Cerpen Percintaan : Hati Ingin Apa yang Dia Ingin

HATI INGIN APA YANG DIA INGIN
            Betapa senangnya hati ini, setelah usahaku menanti kepulangan mereka dari benua biru sudah berhasil. Segala macam pernak-pernik tentang Eropa, mereka tenteng untuk anaknya yang sudah rela ditinggal sepuluh hari melancong. Ada sepatu Italy yang pasti berharga mahal dan terbuat dari kulit asli. Sebenarnya aku tak minta lebih, aku hanya ingin cerita mereka tentang hari-harinya di Eropa sana. Mereka baru saja pulang dari pernikahan sahabatnya di Belanda. Sangat senang hati papa dan mamaku karena ikut merasakan betapa bahagianya hati sahabatnya yang menikah itu. Bagaimana tidak, usianya yang sudah tua dan sudah selayaknya punya cucu itu baru saja menikah dengan kekasihnya. Terlebih keinginannya untuk menikah dengan orang yang pantas dan sesuai hatinya baru saja ia wujudkan.

            Mamaku dulu adalah seorang gadis yang cantik dan selalu dilirik para ibu-ibu yang punya perjaka di rumahnya untuk dijadikan menantunya. Terbukti kecantikannya ikut menurun kepadaku meskipun hidung pesek di papaku ada padaku sehingga itulah yang membuatku tak secantik ibuku. Tapi aku masih beruntung karena kulit hitam, rambut keriting, dan wajah jelek serta tubuh gendut dan pendek papaku tidak jatuh dan hinggap kepadaku.
            Selain cantik, mamaku tipe wanita cerdas dan dia adalah calon pewaris harta orang tuanya yang tak mungkin habis untuk hidupi generasinya hingga tujuh turunan. Jadi lelaki mana yang tak jatuh hati terhadapnya bahkan orang tua yang tak diminta menjadikan dia sebagai menantu saja langsung berkenan meminangnya. Itu sangat berbeda dengan papaku yang penuh dengan segala kekurangannya. Wajahnya yang selalu menjadi hinaan teman-temannya tak begitu mamaku permasalahkan. Hidupnya yang bukan dari orang berada pun membuat mamaku pasrah dan masih saja ingin hidu bersamanya. Sikap papaku yang selalu membuat mamaku untuk tertawa sudah cukup ia terima. Baginya hidup dengan atmosfir yang selalu menggelikan akan lebih indah dibanding hidup dengan bergelimangnya harta atau bersanding dengan pria yang tampan.

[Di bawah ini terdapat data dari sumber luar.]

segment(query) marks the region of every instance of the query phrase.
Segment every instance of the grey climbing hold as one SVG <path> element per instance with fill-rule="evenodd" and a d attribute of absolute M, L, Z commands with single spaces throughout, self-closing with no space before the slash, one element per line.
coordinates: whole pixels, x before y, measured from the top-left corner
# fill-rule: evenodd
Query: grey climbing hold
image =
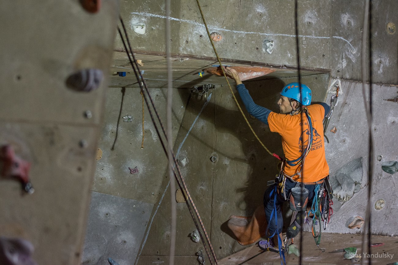
<path fill-rule="evenodd" d="M 191 236 L 191 240 L 195 243 L 199 243 L 200 240 L 200 237 L 199 236 L 199 232 L 197 230 L 195 230 L 190 234 Z"/>
<path fill-rule="evenodd" d="M 116 262 L 110 257 L 108 258 L 108 262 L 109 262 L 109 264 L 111 265 L 120 265 L 118 262 Z"/>
<path fill-rule="evenodd" d="M 398 172 L 398 162 L 387 161 L 381 163 L 381 169 L 389 174 L 394 174 Z"/>
<path fill-rule="evenodd" d="M 130 174 L 136 174 L 138 173 L 138 167 L 137 166 L 134 168 L 132 168 L 129 166 L 129 169 L 130 170 Z"/>
<path fill-rule="evenodd" d="M 123 121 L 125 122 L 131 122 L 133 121 L 133 118 L 131 115 L 127 115 L 123 117 Z"/>
<path fill-rule="evenodd" d="M 353 229 L 355 228 L 359 229 L 362 227 L 362 225 L 365 222 L 365 220 L 361 217 L 360 216 L 355 217 L 351 223 L 348 225 L 348 228 L 350 229 Z"/>
<path fill-rule="evenodd" d="M 382 199 L 380 199 L 377 200 L 375 203 L 375 209 L 377 211 L 380 211 L 383 209 L 384 207 L 384 204 L 386 204 L 386 202 Z"/>
<path fill-rule="evenodd" d="M 72 90 L 88 92 L 96 89 L 103 78 L 100 69 L 83 69 L 70 75 L 66 79 L 66 86 Z"/>
<path fill-rule="evenodd" d="M 272 53 L 275 46 L 275 42 L 273 41 L 268 40 L 265 40 L 263 45 L 264 50 L 265 50 L 270 54 Z"/>
<path fill-rule="evenodd" d="M 200 250 L 195 253 L 195 255 L 198 256 L 198 262 L 200 265 L 204 265 L 205 261 L 205 258 L 203 256 L 203 250 L 201 249 Z"/>
<path fill-rule="evenodd" d="M 146 26 L 145 23 L 143 22 L 137 23 L 133 25 L 133 30 L 134 32 L 138 34 L 145 34 L 145 31 L 146 29 Z"/>
<path fill-rule="evenodd" d="M 24 239 L 0 237 L 0 264 L 37 265 L 33 251 L 33 245 Z"/>

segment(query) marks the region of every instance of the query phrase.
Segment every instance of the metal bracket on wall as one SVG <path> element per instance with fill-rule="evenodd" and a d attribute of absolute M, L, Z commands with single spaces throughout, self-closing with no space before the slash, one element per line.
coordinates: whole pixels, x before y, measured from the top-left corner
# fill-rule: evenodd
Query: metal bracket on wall
<path fill-rule="evenodd" d="M 270 54 L 272 53 L 272 52 L 273 51 L 274 47 L 275 46 L 275 43 L 273 41 L 264 40 L 263 46 L 264 49 Z"/>
<path fill-rule="evenodd" d="M 133 121 L 133 118 L 131 115 L 127 115 L 123 117 L 123 121 L 126 122 L 131 122 Z"/>
<path fill-rule="evenodd" d="M 198 262 L 200 265 L 204 265 L 205 258 L 203 257 L 203 250 L 201 248 L 200 250 L 195 253 L 195 255 L 198 256 Z"/>
<path fill-rule="evenodd" d="M 207 101 L 209 90 L 212 89 L 214 89 L 214 85 L 213 84 L 206 84 L 200 87 L 195 86 L 193 88 L 191 89 L 191 91 L 193 93 L 197 93 L 201 97 L 204 94 L 205 100 Z"/>

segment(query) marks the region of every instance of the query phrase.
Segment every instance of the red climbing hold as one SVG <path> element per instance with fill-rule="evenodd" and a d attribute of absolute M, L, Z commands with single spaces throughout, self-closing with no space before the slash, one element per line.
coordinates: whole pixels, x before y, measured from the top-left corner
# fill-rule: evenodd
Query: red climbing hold
<path fill-rule="evenodd" d="M 84 9 L 90 13 L 97 13 L 101 8 L 101 0 L 80 0 Z"/>

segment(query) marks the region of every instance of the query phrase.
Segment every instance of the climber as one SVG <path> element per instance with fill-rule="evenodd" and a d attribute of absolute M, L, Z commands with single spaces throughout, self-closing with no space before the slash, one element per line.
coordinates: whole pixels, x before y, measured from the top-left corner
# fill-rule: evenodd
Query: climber
<path fill-rule="evenodd" d="M 254 103 L 235 70 L 228 67 L 223 68 L 226 74 L 234 79 L 236 89 L 249 113 L 268 125 L 271 132 L 277 132 L 282 137 L 285 158 L 281 172 L 275 183 L 265 191 L 263 201 L 269 226 L 267 236 L 273 237 L 274 246 L 280 246 L 283 226 L 281 205 L 291 196 L 291 204 L 294 205 L 291 205 L 291 208 L 301 211 L 287 229 L 288 238 L 293 238 L 298 234 L 304 222 L 302 213 L 306 207 L 302 205 L 304 201 L 300 201 L 302 193 L 308 195 L 308 205 L 311 205 L 315 197 L 316 184 L 322 184 L 328 176 L 322 120 L 330 107 L 322 103 L 310 104 L 311 90 L 305 85 L 292 83 L 285 85 L 280 93 L 277 102 L 280 113 L 273 112 Z M 302 112 L 302 114 L 299 115 Z M 304 187 L 299 188 L 301 185 L 308 190 L 304 192 L 305 189 L 301 189 Z M 291 189 L 295 187 L 297 192 L 291 193 Z M 274 209 L 276 213 L 273 213 Z M 283 242 L 282 246 L 283 247 Z"/>

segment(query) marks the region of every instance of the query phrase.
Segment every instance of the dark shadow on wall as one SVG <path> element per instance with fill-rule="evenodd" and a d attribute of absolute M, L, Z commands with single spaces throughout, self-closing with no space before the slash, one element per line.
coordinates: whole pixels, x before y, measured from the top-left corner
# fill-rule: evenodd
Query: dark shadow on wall
<path fill-rule="evenodd" d="M 193 81 L 192 83 L 193 85 L 195 81 L 201 81 L 203 80 L 198 79 Z M 271 152 L 275 153 L 283 157 L 280 136 L 277 133 L 271 132 L 268 126 L 265 124 L 250 117 L 235 88 L 234 83 L 231 83 L 235 96 L 258 136 Z M 273 79 L 249 81 L 245 82 L 244 83 L 256 104 L 266 107 L 273 111 L 279 112 L 277 102 L 280 97 L 279 93 L 285 85 L 283 81 L 281 79 Z M 237 109 L 236 104 L 231 97 L 227 85 L 224 85 L 222 87 L 218 86 L 215 89 L 211 89 L 209 94 L 211 93 L 213 93 L 211 101 L 208 103 L 206 108 L 214 108 L 215 111 L 214 113 L 213 112 L 203 112 L 200 118 L 205 119 L 209 122 L 214 123 L 216 134 L 219 135 L 220 134 L 225 134 L 228 135 L 228 137 L 234 140 L 231 142 L 226 142 L 228 141 L 227 140 L 225 143 L 216 144 L 215 147 L 209 147 L 211 149 L 213 147 L 217 148 L 215 149 L 215 152 L 217 154 L 219 157 L 223 156 L 230 161 L 247 163 L 250 169 L 249 175 L 245 176 L 245 178 L 247 179 L 247 181 L 242 185 L 241 188 L 231 191 L 232 191 L 230 193 L 231 194 L 228 195 L 230 201 L 231 203 L 236 204 L 235 208 L 236 211 L 238 211 L 231 212 L 230 215 L 236 215 L 243 211 L 246 216 L 251 216 L 259 205 L 262 205 L 263 194 L 267 188 L 267 182 L 274 179 L 278 173 L 279 161 L 270 155 L 262 147 L 250 131 L 240 111 L 236 110 Z M 200 100 L 200 97 L 198 97 L 197 94 L 192 94 L 189 101 Z M 204 99 L 202 100 L 204 104 Z M 216 103 L 213 103 L 215 102 Z M 200 109 L 193 110 L 189 108 L 187 108 L 187 110 L 195 112 L 194 114 L 197 114 L 200 110 Z M 190 137 L 200 139 L 203 136 L 195 135 L 194 133 L 191 133 Z M 238 139 L 240 142 L 239 144 L 244 154 L 244 159 L 242 159 L 242 156 L 240 156 L 239 157 L 234 156 L 230 154 L 230 152 L 228 152 L 228 145 L 236 144 L 236 140 L 235 139 Z M 203 141 L 201 142 L 203 144 L 209 145 Z M 218 162 L 219 163 L 222 162 L 220 159 Z M 226 164 L 224 166 L 228 166 Z M 243 174 L 243 172 L 237 172 L 237 174 L 231 178 L 231 181 L 236 180 L 237 182 L 241 182 L 240 179 L 242 176 L 241 174 Z M 236 200 L 233 199 L 234 197 L 236 197 L 236 194 L 242 193 L 244 193 L 243 201 L 237 201 Z M 219 221 L 223 222 L 226 221 L 220 220 Z M 221 225 L 220 228 L 223 231 L 235 239 L 232 233 L 227 232 L 228 229 L 226 227 L 225 223 Z"/>

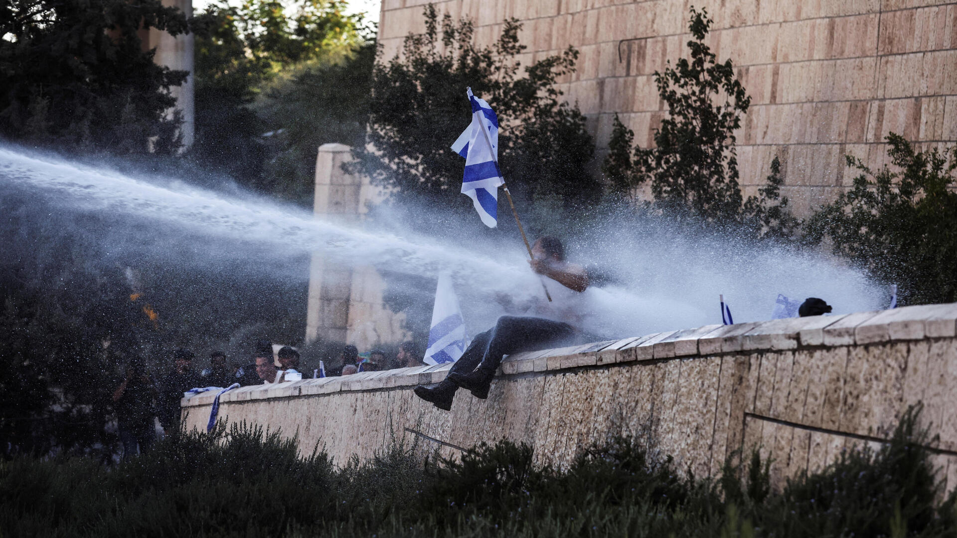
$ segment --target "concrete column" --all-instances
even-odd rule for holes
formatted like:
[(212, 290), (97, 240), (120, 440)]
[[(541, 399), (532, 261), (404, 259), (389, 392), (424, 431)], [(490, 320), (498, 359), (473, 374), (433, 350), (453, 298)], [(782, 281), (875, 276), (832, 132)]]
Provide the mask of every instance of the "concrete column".
[[(163, 0), (163, 5), (179, 8), (187, 17), (192, 16), (192, 0)], [(151, 28), (143, 44), (144, 48), (147, 50), (156, 49), (156, 55), (153, 56), (153, 61), (157, 64), (177, 71), (189, 72), (189, 76), (182, 86), (170, 88), (170, 93), (176, 97), (176, 107), (167, 112), (167, 117), (172, 117), (174, 111), (179, 111), (183, 116), (183, 125), (180, 127), (180, 132), (183, 134), (184, 150), (192, 145), (195, 133), (196, 107), (193, 99), (193, 41), (192, 33), (181, 33), (173, 37), (166, 32)]]
[[(359, 226), (368, 205), (382, 200), (382, 190), (369, 184), (367, 177), (343, 171), (343, 163), (351, 159), (347, 145), (319, 147), (313, 206), (317, 218)], [(317, 339), (346, 342), (366, 352), (409, 338), (405, 314), (396, 314), (382, 303), (385, 288), (375, 268), (343, 267), (314, 252), (309, 269), (306, 343)]]

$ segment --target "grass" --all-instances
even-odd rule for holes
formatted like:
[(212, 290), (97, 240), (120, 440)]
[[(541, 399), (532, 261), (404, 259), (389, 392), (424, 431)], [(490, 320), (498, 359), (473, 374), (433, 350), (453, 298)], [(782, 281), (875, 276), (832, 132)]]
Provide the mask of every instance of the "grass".
[(908, 413), (878, 451), (769, 487), (757, 453), (701, 480), (617, 439), (566, 470), (501, 441), (461, 459), (401, 445), (337, 467), (322, 451), (245, 425), (191, 433), (115, 466), (85, 459), (0, 463), (2, 536), (940, 536), (957, 538), (957, 496), (940, 501), (925, 434)]

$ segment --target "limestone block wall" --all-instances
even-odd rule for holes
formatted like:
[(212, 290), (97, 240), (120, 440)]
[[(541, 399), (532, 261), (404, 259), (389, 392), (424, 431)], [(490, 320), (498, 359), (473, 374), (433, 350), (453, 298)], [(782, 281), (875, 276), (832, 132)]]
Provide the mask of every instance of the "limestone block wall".
[[(506, 357), (487, 400), (458, 391), (451, 412), (417, 398), (449, 365), (250, 386), (221, 398), (220, 418), (297, 434), (344, 463), (393, 440), (454, 456), (509, 439), (542, 463), (568, 464), (610, 435), (652, 439), (696, 476), (735, 450), (774, 458), (776, 484), (879, 445), (908, 405), (939, 477), (957, 487), (957, 303), (847, 315), (711, 325)], [(212, 395), (183, 399), (205, 428)]]
[[(885, 162), (888, 132), (922, 147), (957, 140), (957, 2), (433, 1), (441, 12), (471, 17), (478, 44), (492, 43), (505, 18), (520, 19), (524, 65), (578, 49), (578, 70), (561, 86), (588, 116), (599, 148), (615, 113), (637, 143), (653, 145), (665, 115), (654, 73), (686, 54), (688, 9), (705, 8), (715, 21), (708, 44), (721, 61), (731, 58), (752, 97), (737, 134), (745, 194), (763, 184), (777, 156), (783, 194), (801, 214), (851, 184), (843, 155), (875, 168)], [(424, 31), (426, 3), (383, 0), (385, 57), (406, 34)]]

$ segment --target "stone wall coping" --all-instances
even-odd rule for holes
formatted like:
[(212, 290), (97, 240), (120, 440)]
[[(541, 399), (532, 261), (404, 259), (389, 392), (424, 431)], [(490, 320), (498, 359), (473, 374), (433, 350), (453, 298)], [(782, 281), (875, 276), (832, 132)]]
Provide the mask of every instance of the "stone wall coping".
[[(893, 341), (947, 338), (957, 335), (957, 303), (919, 305), (888, 311), (832, 316), (793, 317), (705, 325), (508, 355), (502, 375), (567, 370), (643, 360), (676, 360), (728, 353), (795, 350), (819, 346), (881, 344)], [(319, 396), (341, 391), (373, 391), (428, 385), (445, 378), (452, 363), (360, 372), (345, 377), (286, 381), (234, 389), (219, 401), (244, 401), (294, 396)], [(183, 407), (211, 405), (215, 393), (184, 398)]]

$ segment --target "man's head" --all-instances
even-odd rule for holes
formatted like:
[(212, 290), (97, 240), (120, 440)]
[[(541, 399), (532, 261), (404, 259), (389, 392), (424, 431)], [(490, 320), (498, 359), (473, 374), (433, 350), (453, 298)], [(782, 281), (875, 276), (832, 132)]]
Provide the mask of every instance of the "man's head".
[(211, 353), (210, 365), (213, 370), (226, 370), (226, 354), (220, 351)]
[(536, 260), (550, 259), (556, 262), (565, 261), (565, 247), (557, 237), (544, 235), (532, 245), (532, 256)]
[(409, 366), (410, 362), (419, 364), (422, 361), (422, 351), (415, 342), (409, 340), (399, 344), (399, 353), (395, 358), (402, 366)]
[(355, 364), (359, 360), (359, 348), (349, 344), (343, 348), (343, 364)]
[(372, 350), (368, 352), (368, 361), (375, 364), (379, 370), (385, 370), (386, 352), (382, 350)]
[(256, 357), (256, 374), (263, 381), (272, 383), (276, 380), (276, 365), (271, 355)]
[(289, 346), (282, 346), (279, 348), (279, 353), (277, 355), (279, 357), (279, 364), (282, 365), (283, 370), (289, 370), (290, 368), (299, 370), (298, 351)]
[(173, 352), (173, 366), (176, 372), (186, 373), (192, 367), (192, 359), (196, 358), (196, 354), (189, 350), (180, 348)]

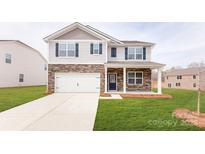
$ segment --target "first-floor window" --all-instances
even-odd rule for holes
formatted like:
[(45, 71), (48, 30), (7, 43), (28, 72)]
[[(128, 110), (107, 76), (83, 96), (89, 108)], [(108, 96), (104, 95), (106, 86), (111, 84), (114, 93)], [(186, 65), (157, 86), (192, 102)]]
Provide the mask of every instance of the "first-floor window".
[(143, 84), (143, 73), (142, 72), (128, 72), (128, 84), (129, 85)]
[(59, 57), (74, 57), (75, 44), (74, 43), (59, 43)]
[(19, 74), (19, 82), (23, 82), (24, 81), (24, 74)]

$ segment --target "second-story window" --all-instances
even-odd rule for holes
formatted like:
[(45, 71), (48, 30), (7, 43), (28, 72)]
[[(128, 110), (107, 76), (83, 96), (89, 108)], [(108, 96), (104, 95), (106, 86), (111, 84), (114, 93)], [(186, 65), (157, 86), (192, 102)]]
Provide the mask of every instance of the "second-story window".
[(182, 76), (181, 75), (177, 75), (177, 79), (178, 80), (182, 79)]
[(74, 57), (75, 44), (74, 43), (60, 43), (59, 44), (59, 57)]
[(11, 64), (11, 54), (8, 53), (5, 54), (5, 62)]
[(128, 48), (128, 59), (130, 60), (143, 60), (143, 48)]
[(93, 44), (93, 54), (99, 54), (99, 43), (94, 43)]
[(111, 57), (112, 58), (117, 57), (117, 49), (116, 48), (111, 48)]

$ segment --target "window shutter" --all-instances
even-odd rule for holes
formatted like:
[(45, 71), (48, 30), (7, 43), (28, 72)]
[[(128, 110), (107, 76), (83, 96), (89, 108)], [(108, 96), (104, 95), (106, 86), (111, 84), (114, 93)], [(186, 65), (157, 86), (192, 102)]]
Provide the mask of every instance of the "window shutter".
[(127, 59), (128, 59), (128, 49), (125, 48), (125, 60), (127, 60)]
[(56, 57), (58, 57), (58, 46), (59, 46), (59, 44), (56, 43)]
[(117, 48), (111, 48), (111, 57), (117, 57)]
[(143, 60), (146, 60), (146, 48), (143, 48)]
[(79, 44), (78, 43), (75, 44), (75, 56), (79, 57)]
[(99, 54), (102, 54), (102, 43), (99, 44)]
[(90, 44), (90, 54), (93, 54), (93, 43)]

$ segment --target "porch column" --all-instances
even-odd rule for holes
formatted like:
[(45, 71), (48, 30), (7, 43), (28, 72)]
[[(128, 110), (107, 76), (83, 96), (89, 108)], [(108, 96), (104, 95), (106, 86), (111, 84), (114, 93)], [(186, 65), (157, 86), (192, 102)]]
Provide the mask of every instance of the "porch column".
[(123, 93), (126, 93), (126, 67), (123, 67)]
[(107, 66), (105, 66), (105, 93), (107, 93)]
[(158, 69), (157, 75), (157, 93), (162, 94), (162, 70), (161, 68)]

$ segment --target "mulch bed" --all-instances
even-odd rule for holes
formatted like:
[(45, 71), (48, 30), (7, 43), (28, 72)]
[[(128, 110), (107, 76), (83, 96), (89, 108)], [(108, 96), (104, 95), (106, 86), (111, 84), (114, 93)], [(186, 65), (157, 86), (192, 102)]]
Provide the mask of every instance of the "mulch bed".
[(176, 109), (173, 114), (185, 122), (191, 123), (199, 128), (205, 128), (205, 113), (198, 115), (196, 112), (188, 109)]
[(163, 98), (163, 99), (171, 99), (171, 95), (166, 94), (120, 94), (122, 98)]

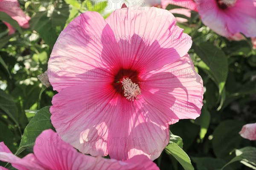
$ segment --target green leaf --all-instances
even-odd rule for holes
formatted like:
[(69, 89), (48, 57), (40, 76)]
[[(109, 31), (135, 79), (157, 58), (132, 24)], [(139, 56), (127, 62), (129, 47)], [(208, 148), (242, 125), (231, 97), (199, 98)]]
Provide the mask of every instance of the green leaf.
[(200, 139), (202, 140), (207, 133), (210, 124), (211, 115), (205, 106), (203, 106), (200, 116), (195, 120), (195, 123), (200, 126)]
[(230, 153), (239, 146), (242, 138), (239, 133), (244, 124), (242, 121), (229, 120), (222, 121), (215, 129), (212, 146), (218, 158), (228, 160)]
[(168, 154), (173, 156), (180, 162), (184, 170), (194, 170), (189, 156), (176, 143), (171, 142), (166, 147), (165, 151)]
[(8, 42), (10, 39), (18, 35), (18, 33), (15, 33), (12, 35), (6, 35), (1, 37), (0, 39), (0, 49), (1, 49)]
[[(194, 44), (193, 48), (206, 65), (201, 68), (218, 87), (220, 104), (218, 110), (219, 110), (226, 98), (224, 87), (228, 73), (227, 58), (222, 50), (209, 43)], [(198, 65), (201, 66), (202, 63)]]
[(174, 142), (181, 148), (182, 148), (183, 147), (182, 138), (179, 136), (173, 134), (170, 130), (169, 131), (169, 132), (170, 133), (170, 141), (169, 141), (169, 143), (171, 144), (172, 142)]
[(226, 163), (223, 160), (210, 157), (192, 157), (191, 159), (196, 164), (197, 169), (200, 170), (219, 170)]
[(20, 34), (22, 34), (23, 31), (18, 23), (18, 22), (12, 18), (9, 15), (5, 12), (0, 12), (0, 20), (4, 21), (8, 23), (13, 26), (16, 29), (18, 30)]
[(35, 138), (44, 130), (52, 129), (53, 127), (51, 123), (51, 113), (47, 106), (41, 109), (32, 118), (24, 130), (24, 134), (21, 138), (19, 149), (15, 155), (18, 155), (29, 147), (33, 146)]
[(169, 4), (166, 7), (166, 9), (167, 10), (169, 11), (169, 10), (172, 10), (172, 9), (186, 9), (186, 8), (180, 6), (178, 6), (175, 5), (173, 5), (173, 4)]
[[(228, 72), (228, 61), (225, 53), (212, 44), (194, 44), (195, 52), (206, 66), (202, 68), (219, 88), (219, 94), (224, 89)], [(199, 65), (199, 66), (201, 66)]]
[(236, 156), (230, 161), (221, 169), (223, 170), (228, 164), (235, 162), (240, 161), (242, 164), (250, 167), (254, 170), (256, 170), (256, 148), (254, 147), (247, 147), (243, 148), (236, 150)]
[(10, 128), (3, 122), (1, 121), (0, 123), (0, 141), (3, 141), (10, 150), (14, 152), (17, 149), (18, 144), (17, 143), (18, 140), (20, 139), (20, 137), (18, 135), (15, 135), (11, 130)]

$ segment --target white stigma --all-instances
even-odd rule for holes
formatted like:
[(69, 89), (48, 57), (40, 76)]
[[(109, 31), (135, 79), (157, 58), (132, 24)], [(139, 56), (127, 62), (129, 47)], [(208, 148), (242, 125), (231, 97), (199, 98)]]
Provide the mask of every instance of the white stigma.
[(133, 101), (134, 101), (134, 98), (138, 100), (138, 95), (141, 95), (141, 92), (138, 84), (133, 83), (129, 78), (124, 78), (122, 83), (125, 90), (125, 96), (126, 97), (126, 98), (130, 101), (132, 99)]
[(237, 0), (221, 0), (219, 2), (226, 5), (228, 7), (233, 7), (235, 6)]

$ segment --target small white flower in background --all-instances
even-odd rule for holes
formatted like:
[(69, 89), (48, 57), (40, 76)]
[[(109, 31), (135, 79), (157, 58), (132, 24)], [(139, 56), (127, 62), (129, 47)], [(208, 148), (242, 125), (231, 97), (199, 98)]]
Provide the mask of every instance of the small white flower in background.
[(42, 84), (44, 85), (46, 87), (48, 87), (51, 86), (51, 84), (49, 82), (49, 79), (48, 77), (47, 71), (44, 72), (41, 75), (38, 75), (38, 80), (40, 81)]

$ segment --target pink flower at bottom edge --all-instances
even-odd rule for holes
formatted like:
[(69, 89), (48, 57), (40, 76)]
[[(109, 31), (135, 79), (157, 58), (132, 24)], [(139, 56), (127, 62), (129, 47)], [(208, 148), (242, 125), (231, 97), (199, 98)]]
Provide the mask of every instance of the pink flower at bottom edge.
[(187, 54), (191, 37), (169, 11), (144, 8), (117, 9), (105, 20), (82, 14), (54, 46), (51, 120), (83, 153), (154, 160), (169, 143), (169, 124), (200, 115), (203, 81)]
[(144, 155), (122, 161), (79, 153), (52, 130), (44, 131), (36, 138), (34, 153), (21, 158), (13, 155), (3, 142), (0, 143), (0, 160), (11, 163), (19, 170), (159, 169)]
[(253, 44), (253, 49), (256, 49), (256, 37), (253, 37), (251, 38), (252, 43)]
[(244, 125), (239, 134), (246, 139), (256, 140), (256, 123)]

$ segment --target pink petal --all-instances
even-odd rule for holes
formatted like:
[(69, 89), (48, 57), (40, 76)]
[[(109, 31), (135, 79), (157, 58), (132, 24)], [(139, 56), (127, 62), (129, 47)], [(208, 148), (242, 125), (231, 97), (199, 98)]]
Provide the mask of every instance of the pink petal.
[(180, 6), (191, 10), (195, 10), (197, 4), (193, 0), (162, 0), (162, 8), (166, 8), (169, 4)]
[(20, 8), (20, 4), (17, 0), (2, 0), (0, 4), (0, 11), (10, 15), (18, 22), (21, 27), (26, 29), (29, 27), (29, 22), (30, 17), (26, 15)]
[(46, 169), (87, 169), (94, 161), (93, 157), (78, 153), (52, 130), (44, 131), (37, 138), (34, 153)]
[[(94, 157), (76, 151), (62, 141), (52, 130), (44, 131), (36, 138), (35, 156), (29, 154), (20, 158), (1, 143), (0, 160), (12, 164), (18, 170), (159, 170), (146, 156), (138, 155), (126, 161)], [(2, 167), (0, 169), (6, 170)]]
[(108, 83), (88, 82), (64, 89), (53, 97), (50, 110), (52, 123), (61, 138), (93, 156), (108, 154), (108, 128), (118, 104), (111, 101), (114, 93)]
[[(120, 62), (115, 43), (113, 32), (99, 13), (88, 12), (77, 17), (61, 32), (51, 54), (48, 72), (53, 89), (95, 81), (89, 75), (109, 74), (106, 69)], [(98, 72), (91, 72), (96, 68)]]
[(0, 143), (0, 160), (12, 164), (18, 170), (43, 169), (32, 154), (29, 154), (22, 159), (13, 155), (3, 142)]
[(147, 72), (183, 57), (192, 42), (183, 29), (175, 26), (175, 17), (171, 13), (155, 7), (144, 8), (117, 9), (106, 20), (118, 35), (121, 67)]
[(256, 49), (256, 37), (252, 38), (252, 43), (253, 43), (253, 49)]
[(244, 125), (239, 134), (246, 139), (256, 140), (256, 123)]
[[(188, 17), (189, 18), (191, 16), (191, 12), (190, 9), (173, 9), (169, 11), (172, 14), (181, 14), (182, 15), (184, 15), (185, 16)], [(183, 18), (180, 17), (176, 17), (176, 20), (178, 23), (185, 23), (186, 22), (188, 22), (188, 20), (186, 18)]]
[(201, 113), (203, 81), (188, 55), (160, 69), (145, 73), (142, 96), (157, 108), (166, 122), (172, 119), (195, 119)]
[(12, 26), (11, 24), (6, 22), (3, 21), (3, 23), (6, 25), (8, 29), (9, 29), (9, 33), (8, 34), (9, 35), (11, 35), (15, 33), (15, 29), (13, 26)]
[(102, 157), (96, 158), (97, 163), (91, 167), (93, 170), (158, 170), (157, 165), (144, 155), (137, 155), (128, 160), (124, 161), (115, 159), (103, 159)]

            Ibu dari mamaku tak begitu saja diam diri anaknya akan bersanding dengan seseorang yang penuh dengan kelemahannya. Terus saja ia berusaha mencari cara agar anaknya menjadi lupa akan kekasihnya dan mencarikan pria lain yang jauh lebih sempurna. Namun hati tahu apa yang ia ingin. Dengan mudahnya dan tak perlu pikir panjang, mamaku menolak mereka yang lebih pintar, kaya, dan tampan dari papaku hingga membuat mereka semua patah hati. Bagi mamaku itu hanya kebahagiaan sesaat dan bukanlah suatu kebahagiaan yang selama ini ia cari.
            Entah apa yang papaku perbuat untuknya. Lawakannya yang sesungguhnya ia curi dari ide-ide pelawak di televisi masih saja membuatnya lelah untuk tertawa. Hingga datang seorang pria yang pernah mewarnai kisah cinta mamaku di masa mudanya. Seorang mantan kekasih yang sangat jauh tingkat levelnya dibanding papaku. Laki-laki ini jauh lebih kaya, lebih tampan, lebih cerdas, lebih sayang serta lebih perhatian dibanding papaku yang memang mempunayi tabiat agak tak peka dengan hati seorang wanita. Laki-laki bernama Elang yang untuk menghapus nama di hatinya saja mamaku merasa kesulitan. Mereka terpisah dan harus mengakhiri kisah cinta mereka semenjak Elang memilih pergi dari Indonesia untuk melanjutkan studinya ke negeri kincir angin sana.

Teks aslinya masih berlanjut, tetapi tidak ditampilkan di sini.